The Giants hit a few balls hard that found mitts, so you might consider them a little unlucky offensively. The Reds got a 30-hopper through the middle right when they needed one, and the Giants didn't. That was the margin of defeat. But it's not like there was anything from this afternoon that suggested the Giants should have had any chance today, especially when you consider that Barry Zito allowed one run despite walking 15 out of the last 13 he faced. The Giants were lucky -- totally lucky -- to be within two runs when the ninth inning started.
Coming into today's game, Latos had a career 2.35 ERA against the Giants. In his five games in AT&T before today, he held Giants hitters to a .192/.223/.320 line. That line's going to go way down after today. When he faces the Giants in AT&T Park, he turns every hitter into Matt Cain. It was cute when he was with the Padres, because they generally have a lineup filled with Matt Cains. But if Latos is on a team that can score two runs, he's going to be impossible.
You just have to tip your cap, everybody. The standard is 15 percent, but you can push that to 20 percent if the cap really deserves it.

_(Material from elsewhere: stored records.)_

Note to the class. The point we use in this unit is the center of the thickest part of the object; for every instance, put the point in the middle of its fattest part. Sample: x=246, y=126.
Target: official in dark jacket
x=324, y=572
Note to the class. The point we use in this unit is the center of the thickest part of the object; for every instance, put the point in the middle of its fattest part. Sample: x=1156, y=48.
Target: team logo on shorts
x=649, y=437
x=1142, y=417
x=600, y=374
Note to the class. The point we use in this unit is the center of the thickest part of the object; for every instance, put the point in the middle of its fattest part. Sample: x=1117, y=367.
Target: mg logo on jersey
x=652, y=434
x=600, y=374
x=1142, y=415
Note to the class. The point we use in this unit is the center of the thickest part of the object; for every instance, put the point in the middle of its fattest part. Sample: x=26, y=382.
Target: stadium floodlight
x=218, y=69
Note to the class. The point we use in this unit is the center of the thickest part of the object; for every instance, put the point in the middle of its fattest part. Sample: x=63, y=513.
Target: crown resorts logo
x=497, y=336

There's nothing worse than a Zito start like today's. Technically, there's much, much worse, but in a big-picture, thinkin'-of-Zito sense, this is the most frustrating kind of start. He looked so damned good for the first two innings. He had hitters off balance. His curve had snap. The slider was busting in on hands, unless it was nipping the outside corner. The changeup was dying a half-foot before the plate, and hitters were flailing at it.
You could see how Zito used to be really successful. It's not like the Giants gave him $126 million because he owned a plot of land where the Giants wanted to build a parking structure. He used to be really, really good! Like, three or four seasons before the Giants acquired him, but now you're just picking nits. In the first two innings tonight, you could see how he was good, even if his fastball was down to Latos-slider speeds.
And then he turned into the Zito we expect. Two outs, runner on first, three straight walks. So annoying. It was the only run he allowed, so it's not fair to be too harsh on him, but I'm almost more comfortable with him allowing seven runs in the second and allowing me to read a book instead of watching the rest of the game. The first two innings were such a tease. The last four were a cold shower. Yet he only allowed one run. The Aristocrats!
Also, Zito was in the bathroom with you, staring at you while you took a cold shower. That's how uncomfortable Barry Zito starts are. He's just staring. Not threatening, or anything. Just, like, hey, what's up? He's not really bothering you. He's not getting in your way. He's just making you uncomfortable, and you're sort of hoping he'll leave soon.
So Brad Penny is Guillermo Mota now. Okay. I almost have an opinion on that! Then I get distracted by things. I should probably check on things. Maybe next time I'll have an opinion on Brad Penny being Guillermo Mota.
(He sure looked good today. Penny, I mean. Not Mota. Mota was playing Angry Birds all day, just hanging out.)